"The federal death penalty act is unconstitutional." With just seven measured words, a New York judge last week ignited an issue that has been smoldering at the political margins. U.S. District Court Judge Jed Rakoff, a former prosecutor, thereby earned national headlines as he threw out capital charges against two individuals accused of drug murders, citing "an undue risk of executing innocent people."
Judge Rakoff's seven words -- and the data behind it, like the exonerations of 102 innocent death row defendants -- amount to a gauntlet thrown in the face of the federal death penalty's top enforcer, Attorney General John Ashcroft. Indeed, it appears that Ashcroft is headed for a major showdown with the courts over the question of capital punishment -- and Judge Rakoff's ruling is just one symptom. Even while judges and politicians nationally are showing unprecedented skepticism about the death penalty, Ashcroft is seeking federal capital charges with a zeal unknown in any previous attorney general.
Rakoff's ruling may have seemed incendiary, but it was really the final piece of kindling in an expectedly hot season for the death-penalty debate.
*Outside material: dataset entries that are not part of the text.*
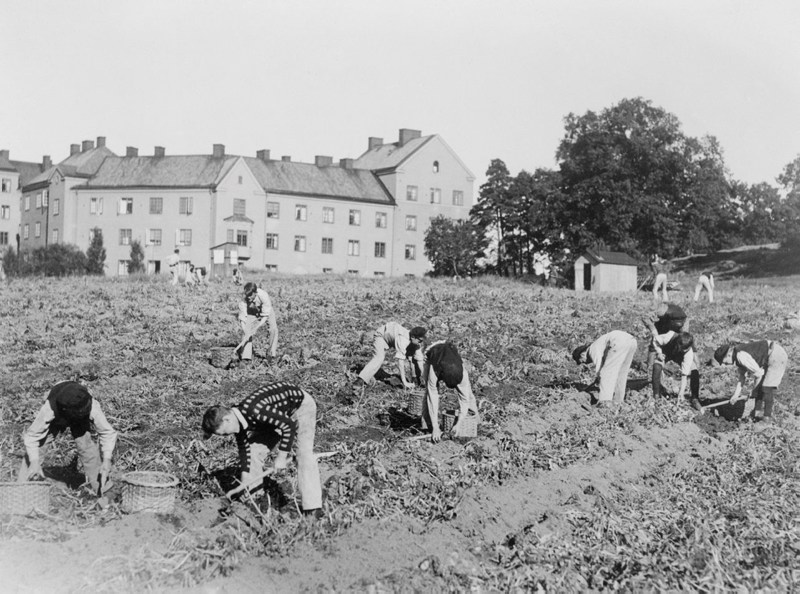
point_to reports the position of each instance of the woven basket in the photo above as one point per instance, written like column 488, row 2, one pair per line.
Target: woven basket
column 23, row 498
column 415, row 402
column 221, row 356
column 146, row 490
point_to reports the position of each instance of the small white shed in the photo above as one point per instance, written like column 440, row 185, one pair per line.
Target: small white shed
column 606, row 272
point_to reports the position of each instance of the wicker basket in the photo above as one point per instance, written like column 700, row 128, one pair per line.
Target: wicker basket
column 415, row 403
column 221, row 356
column 23, row 498
column 146, row 490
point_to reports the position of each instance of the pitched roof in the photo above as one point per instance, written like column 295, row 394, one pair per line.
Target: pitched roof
column 174, row 171
column 390, row 156
column 306, row 179
column 605, row 257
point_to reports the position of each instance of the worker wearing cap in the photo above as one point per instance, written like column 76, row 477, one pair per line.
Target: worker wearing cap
column 276, row 413
column 765, row 361
column 407, row 345
column 611, row 355
column 69, row 405
column 443, row 363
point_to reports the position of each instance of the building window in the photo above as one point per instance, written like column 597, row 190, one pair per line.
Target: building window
column 186, row 205
column 154, row 236
column 156, row 205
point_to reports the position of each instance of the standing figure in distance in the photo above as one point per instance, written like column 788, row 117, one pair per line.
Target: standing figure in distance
column 69, row 405
column 706, row 281
column 611, row 355
column 276, row 413
column 254, row 311
column 765, row 361
column 442, row 362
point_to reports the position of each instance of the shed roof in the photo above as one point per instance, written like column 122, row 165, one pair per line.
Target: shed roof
column 596, row 257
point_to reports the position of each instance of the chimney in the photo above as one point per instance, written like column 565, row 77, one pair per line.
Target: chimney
column 407, row 134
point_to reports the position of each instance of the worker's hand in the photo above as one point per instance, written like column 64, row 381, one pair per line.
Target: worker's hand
column 35, row 471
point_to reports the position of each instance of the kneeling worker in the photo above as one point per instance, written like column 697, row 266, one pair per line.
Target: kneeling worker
column 277, row 410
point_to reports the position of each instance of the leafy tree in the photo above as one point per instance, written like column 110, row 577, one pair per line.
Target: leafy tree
column 96, row 254
column 136, row 263
column 453, row 246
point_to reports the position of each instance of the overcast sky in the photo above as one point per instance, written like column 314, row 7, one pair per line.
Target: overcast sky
column 304, row 78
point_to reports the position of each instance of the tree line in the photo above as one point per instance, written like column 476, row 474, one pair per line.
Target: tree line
column 627, row 179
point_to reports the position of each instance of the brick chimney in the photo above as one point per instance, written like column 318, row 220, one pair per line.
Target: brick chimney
column 407, row 134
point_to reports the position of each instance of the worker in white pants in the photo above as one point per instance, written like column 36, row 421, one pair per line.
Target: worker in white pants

In San Francisco, U.S. District Court Judge Thelton Henderson recently issued a pretrial ruling hinting that he is ready to find the California death law so arbitrarily imposed that it violates the Eighth Amendment's ban on cruel and unusual punishment. Just two weeks ago the U.S. Supreme Court banned executions of the retarded and, in a separate ruling, threw out as many as 150 death sentences decided by judges rather than juries. Not long ago Maryland's governor Paris Glendenning imposed the nation's second state-level moratorium on executions. Illinois Governor George Ryan is mulling whether to follow up his 18-month moratorium by commuting the sentences of all Illinois death-row inmates. The chairman of his state's death-penalty commission -- set up after the release of 13 innocent people, some of whom came within days of execution -- has concluded that salvaging capital punishment will simply cost the taxpayers too much.
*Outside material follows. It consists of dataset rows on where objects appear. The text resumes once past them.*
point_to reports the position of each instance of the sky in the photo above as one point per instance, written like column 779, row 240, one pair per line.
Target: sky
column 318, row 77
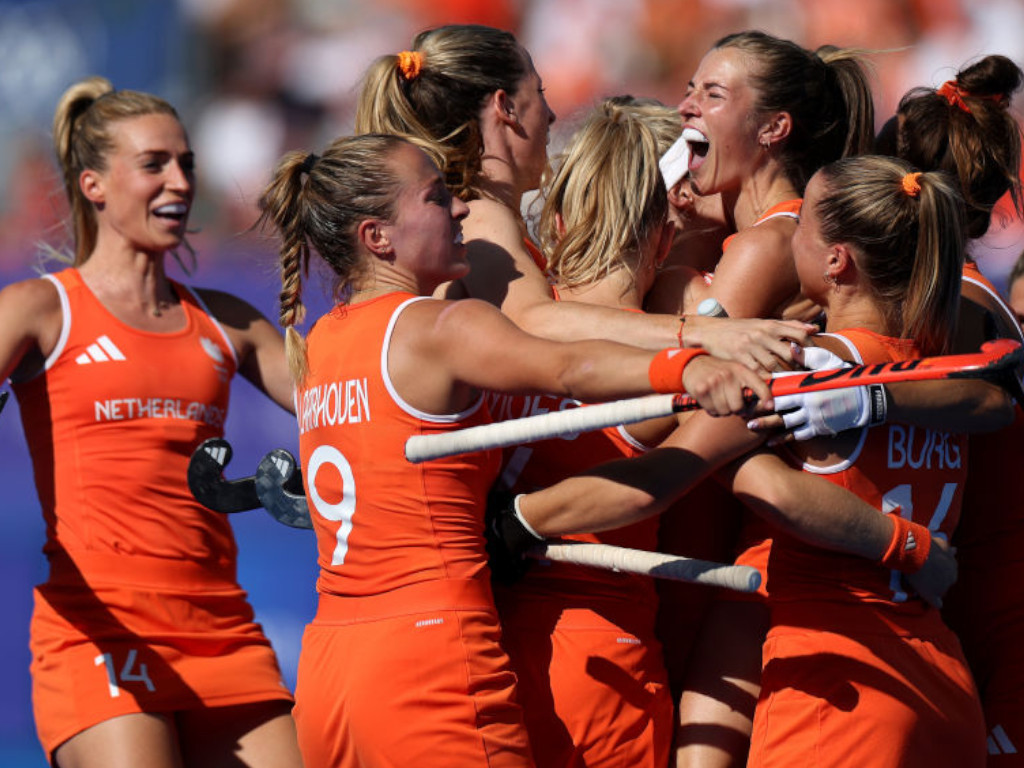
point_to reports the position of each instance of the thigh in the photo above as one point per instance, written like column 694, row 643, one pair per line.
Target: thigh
column 721, row 686
column 255, row 735
column 138, row 740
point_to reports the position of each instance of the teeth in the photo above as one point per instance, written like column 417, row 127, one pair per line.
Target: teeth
column 692, row 134
column 172, row 209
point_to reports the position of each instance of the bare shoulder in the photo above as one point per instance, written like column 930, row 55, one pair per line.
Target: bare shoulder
column 31, row 322
column 445, row 315
column 491, row 219
column 34, row 304
column 833, row 344
column 769, row 240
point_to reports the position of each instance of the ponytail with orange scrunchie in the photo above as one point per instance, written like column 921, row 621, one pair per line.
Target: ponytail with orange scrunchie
column 410, row 64
column 911, row 184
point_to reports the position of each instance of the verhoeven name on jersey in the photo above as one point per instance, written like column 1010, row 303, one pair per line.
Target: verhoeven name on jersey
column 334, row 403
column 159, row 408
column 922, row 449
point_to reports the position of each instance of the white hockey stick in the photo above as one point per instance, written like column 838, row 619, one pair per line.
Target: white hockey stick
column 290, row 508
column 656, row 564
column 994, row 363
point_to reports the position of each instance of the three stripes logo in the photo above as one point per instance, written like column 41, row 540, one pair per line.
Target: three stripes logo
column 217, row 452
column 101, row 350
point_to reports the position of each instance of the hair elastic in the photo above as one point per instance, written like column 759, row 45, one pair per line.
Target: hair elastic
column 953, row 94
column 410, row 64
column 910, row 183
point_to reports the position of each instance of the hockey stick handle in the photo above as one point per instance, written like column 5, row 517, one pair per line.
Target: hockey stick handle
column 656, row 564
column 541, row 427
column 992, row 363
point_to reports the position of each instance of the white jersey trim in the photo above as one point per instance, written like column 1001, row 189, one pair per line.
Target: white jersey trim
column 65, row 325
column 624, row 433
column 845, row 464
column 215, row 322
column 385, row 376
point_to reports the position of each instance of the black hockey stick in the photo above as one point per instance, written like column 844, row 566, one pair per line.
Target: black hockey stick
column 206, row 479
column 995, row 363
column 279, row 492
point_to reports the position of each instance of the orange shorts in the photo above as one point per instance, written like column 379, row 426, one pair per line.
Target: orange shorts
column 592, row 693
column 112, row 650
column 877, row 695
column 989, row 621
column 410, row 679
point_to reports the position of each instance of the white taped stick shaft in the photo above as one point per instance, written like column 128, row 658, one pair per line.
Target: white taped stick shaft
column 541, row 427
column 656, row 564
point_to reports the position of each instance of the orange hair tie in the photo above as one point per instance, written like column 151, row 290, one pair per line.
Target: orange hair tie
column 954, row 95
column 910, row 184
column 410, row 64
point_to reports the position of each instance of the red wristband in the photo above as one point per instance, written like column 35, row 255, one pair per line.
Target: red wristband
column 909, row 546
column 666, row 372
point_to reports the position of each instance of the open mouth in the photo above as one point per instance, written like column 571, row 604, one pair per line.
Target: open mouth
column 698, row 144
column 172, row 211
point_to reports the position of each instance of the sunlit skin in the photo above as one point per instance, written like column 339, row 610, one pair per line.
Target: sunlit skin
column 1017, row 300
column 535, row 117
column 425, row 236
column 720, row 103
column 144, row 195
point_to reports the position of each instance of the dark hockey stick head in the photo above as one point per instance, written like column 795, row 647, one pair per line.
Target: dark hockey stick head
column 279, row 486
column 206, row 479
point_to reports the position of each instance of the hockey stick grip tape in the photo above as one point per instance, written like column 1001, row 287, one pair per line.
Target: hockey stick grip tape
column 543, row 426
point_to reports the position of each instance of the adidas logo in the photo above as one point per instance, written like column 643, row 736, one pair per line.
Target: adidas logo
column 101, row 350
column 999, row 743
column 218, row 453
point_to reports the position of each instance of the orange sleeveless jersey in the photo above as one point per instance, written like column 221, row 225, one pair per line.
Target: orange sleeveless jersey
column 383, row 523
column 756, row 534
column 111, row 428
column 788, row 208
column 591, row 671
column 898, row 469
column 141, row 611
column 988, row 616
column 994, row 528
column 855, row 670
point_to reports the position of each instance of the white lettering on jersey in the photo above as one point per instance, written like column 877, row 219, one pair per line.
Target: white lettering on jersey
column 501, row 407
column 922, row 449
column 158, row 408
column 334, row 403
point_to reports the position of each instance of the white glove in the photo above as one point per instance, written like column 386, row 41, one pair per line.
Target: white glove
column 829, row 412
column 832, row 411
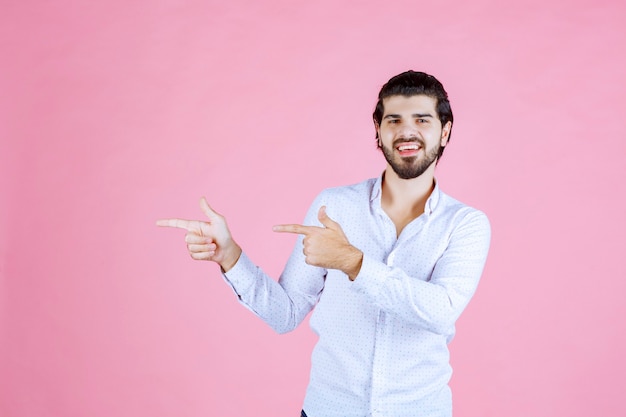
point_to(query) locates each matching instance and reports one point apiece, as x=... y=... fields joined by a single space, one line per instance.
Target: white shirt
x=382 y=348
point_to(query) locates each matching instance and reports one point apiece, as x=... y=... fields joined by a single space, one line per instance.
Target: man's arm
x=281 y=305
x=435 y=304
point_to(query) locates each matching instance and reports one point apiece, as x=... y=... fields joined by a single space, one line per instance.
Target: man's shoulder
x=451 y=208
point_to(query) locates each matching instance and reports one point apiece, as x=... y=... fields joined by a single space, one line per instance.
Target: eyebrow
x=418 y=115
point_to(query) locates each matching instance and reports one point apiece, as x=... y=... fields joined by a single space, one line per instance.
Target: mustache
x=400 y=141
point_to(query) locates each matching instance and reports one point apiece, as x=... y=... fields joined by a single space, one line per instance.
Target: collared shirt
x=382 y=347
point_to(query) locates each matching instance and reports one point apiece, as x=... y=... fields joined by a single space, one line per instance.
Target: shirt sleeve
x=437 y=303
x=283 y=304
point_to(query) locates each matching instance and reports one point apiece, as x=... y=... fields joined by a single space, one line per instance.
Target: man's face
x=410 y=134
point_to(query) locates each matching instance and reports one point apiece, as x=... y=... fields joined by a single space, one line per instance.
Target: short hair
x=413 y=83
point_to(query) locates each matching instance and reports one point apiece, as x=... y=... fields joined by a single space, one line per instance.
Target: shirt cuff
x=242 y=276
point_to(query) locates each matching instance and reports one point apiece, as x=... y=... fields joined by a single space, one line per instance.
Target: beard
x=410 y=167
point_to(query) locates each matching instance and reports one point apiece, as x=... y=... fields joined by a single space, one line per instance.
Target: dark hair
x=412 y=83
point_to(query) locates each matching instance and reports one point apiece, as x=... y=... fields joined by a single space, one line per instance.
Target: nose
x=408 y=131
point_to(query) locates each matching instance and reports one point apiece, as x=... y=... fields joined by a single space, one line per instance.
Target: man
x=389 y=265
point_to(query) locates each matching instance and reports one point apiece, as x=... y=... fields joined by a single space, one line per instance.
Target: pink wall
x=113 y=114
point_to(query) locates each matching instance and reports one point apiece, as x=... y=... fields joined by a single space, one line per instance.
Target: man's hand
x=327 y=246
x=208 y=240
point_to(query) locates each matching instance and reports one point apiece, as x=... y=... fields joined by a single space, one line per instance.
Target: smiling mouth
x=408 y=147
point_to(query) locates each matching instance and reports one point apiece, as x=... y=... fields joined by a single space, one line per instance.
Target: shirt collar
x=431 y=203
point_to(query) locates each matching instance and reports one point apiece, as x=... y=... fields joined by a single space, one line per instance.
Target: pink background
x=116 y=113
Where does Ashcroft fit into this picture of national unease? According to a study released by the Federal Death Penalty Resource Counsel Project the same day as Rakoff's ruling, Ashcroft is such an aggressive death-penalty zealot that he is frequently overruling his own prosecutors to demand capital charges. In fact Ashcroft has overruled U.S. attorneys 12 times. And he has approved death-penalty prosecutions in nearly half of all federal cases where capital charges might apply -- compare that to California, where fewer than 13 percent of death-penalty-eligible defendants actually face capital charges. And there's evidently a racial dimension: According to the study, Ashcroft is three times more likely to seek the death penalty for black defendants for killing whites than black defendants who kill African-Americans.
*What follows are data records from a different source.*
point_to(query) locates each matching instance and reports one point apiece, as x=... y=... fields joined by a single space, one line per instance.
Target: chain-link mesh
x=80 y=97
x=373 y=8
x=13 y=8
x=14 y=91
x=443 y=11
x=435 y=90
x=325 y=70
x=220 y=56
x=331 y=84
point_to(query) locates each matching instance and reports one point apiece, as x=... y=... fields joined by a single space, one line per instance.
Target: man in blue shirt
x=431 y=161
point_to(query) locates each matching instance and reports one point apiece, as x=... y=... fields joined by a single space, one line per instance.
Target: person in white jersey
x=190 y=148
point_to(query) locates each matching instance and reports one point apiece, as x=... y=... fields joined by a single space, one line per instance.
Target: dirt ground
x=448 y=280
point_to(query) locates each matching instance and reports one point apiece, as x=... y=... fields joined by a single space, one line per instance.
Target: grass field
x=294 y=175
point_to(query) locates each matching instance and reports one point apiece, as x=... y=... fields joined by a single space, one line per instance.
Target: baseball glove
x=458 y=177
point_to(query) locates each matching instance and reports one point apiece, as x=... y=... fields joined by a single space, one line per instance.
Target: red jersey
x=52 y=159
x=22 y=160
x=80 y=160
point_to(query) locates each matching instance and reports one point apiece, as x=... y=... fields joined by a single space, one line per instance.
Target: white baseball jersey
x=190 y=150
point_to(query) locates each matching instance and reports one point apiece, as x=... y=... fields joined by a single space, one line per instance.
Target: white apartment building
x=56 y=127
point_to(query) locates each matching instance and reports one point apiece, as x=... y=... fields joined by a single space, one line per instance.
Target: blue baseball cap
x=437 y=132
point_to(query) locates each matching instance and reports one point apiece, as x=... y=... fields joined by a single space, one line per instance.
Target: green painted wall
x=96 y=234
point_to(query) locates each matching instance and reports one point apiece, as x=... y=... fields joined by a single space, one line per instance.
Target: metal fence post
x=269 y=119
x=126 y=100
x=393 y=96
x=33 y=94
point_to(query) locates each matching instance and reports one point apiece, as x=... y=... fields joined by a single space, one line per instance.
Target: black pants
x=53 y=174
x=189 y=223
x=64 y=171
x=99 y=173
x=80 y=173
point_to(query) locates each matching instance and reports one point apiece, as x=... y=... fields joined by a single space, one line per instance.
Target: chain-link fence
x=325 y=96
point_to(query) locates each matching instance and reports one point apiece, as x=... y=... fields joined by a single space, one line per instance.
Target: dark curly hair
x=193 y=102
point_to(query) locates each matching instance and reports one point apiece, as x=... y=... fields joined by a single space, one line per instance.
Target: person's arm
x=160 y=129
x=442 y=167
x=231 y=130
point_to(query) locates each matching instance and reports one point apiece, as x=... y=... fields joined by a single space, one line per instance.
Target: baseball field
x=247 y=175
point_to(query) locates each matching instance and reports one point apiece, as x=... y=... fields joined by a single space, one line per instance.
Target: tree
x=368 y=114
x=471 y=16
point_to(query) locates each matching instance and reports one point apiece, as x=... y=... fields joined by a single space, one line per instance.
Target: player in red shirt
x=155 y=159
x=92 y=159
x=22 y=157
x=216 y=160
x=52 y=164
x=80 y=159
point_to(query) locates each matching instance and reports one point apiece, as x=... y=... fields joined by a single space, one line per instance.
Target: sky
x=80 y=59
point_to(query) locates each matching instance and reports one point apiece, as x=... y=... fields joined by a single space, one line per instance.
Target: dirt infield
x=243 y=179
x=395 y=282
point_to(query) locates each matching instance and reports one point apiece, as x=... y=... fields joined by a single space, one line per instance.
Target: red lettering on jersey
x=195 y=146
It's increasingly evident that Ashcroft's decisions in death cases are motivated by a perverse evangelism: He wants to impose the death-penalty gospel on states such as Michigan or Minnesota which don't have execution on their books. Shortly after taking office in 2001, Ashcroft quietly revised the guidelines for federal capital cases, encouraging U.S. attorneys to consider whether "appropriate punishment upon conviction" is available at the state level. In recent months Ashcroft's Justice Department has aggressively pursued the federal death penalty against defendants in Puerto Rico, Massachusetts and other anti-capital-punishment strongholds.
It's clear that Ashcroft's federal death-penalty evangelism is running against the tide. Judge Rakoff's ruling manages, in 31 pages, to lay out a case against federal capital punishment in terms so clear that even the pro-death-penalty Washington Times editorial page this week called it "a disturbingly powerful legal opinion" that casts light on "a new factual reality." Looking over "the best available evidence," Rakoff finds that "on the one hand, innocent people are sentenced to death with materially greater frequency than was previously supposed," and that evidence of their innocence usually takes years to emerge. DNA testing, he says, has proved "the remarkable degree of fallibility" in criminal trials. In fact, he says, the federal death-penalty law so enthusiastically pursued by the attorney general presents "a greater risk of wrongful capital convictions than most states" because of weaker evidence rules.
Ashcroft may be counting on the Supreme Court to bail him out, but he should not be so certain. This spring's two major death-penalty decisions revealed the Supreme Court's traditional capital punishment consensus to be rattled. The court's majority opinion banning execution of retarded convicts notes that "we cannot ignore the fact that in recent years a disturbing number of inmates on death row have been exonerated," and last summer O'Connor worried aloud in a Minneapolis speech about false conviction.
Perhaps emboldened by this uncertainty, Judge Rakoff ends his ruling by saying that the federal death penalty "is tantamount to foreseeable, state-sponsored murder of innocent human beings." He doesn't address the federal death penalty's biggest fan by name. But it is clear that when it comes to capital punishment, John Ashcroft and the courts are on a collision course.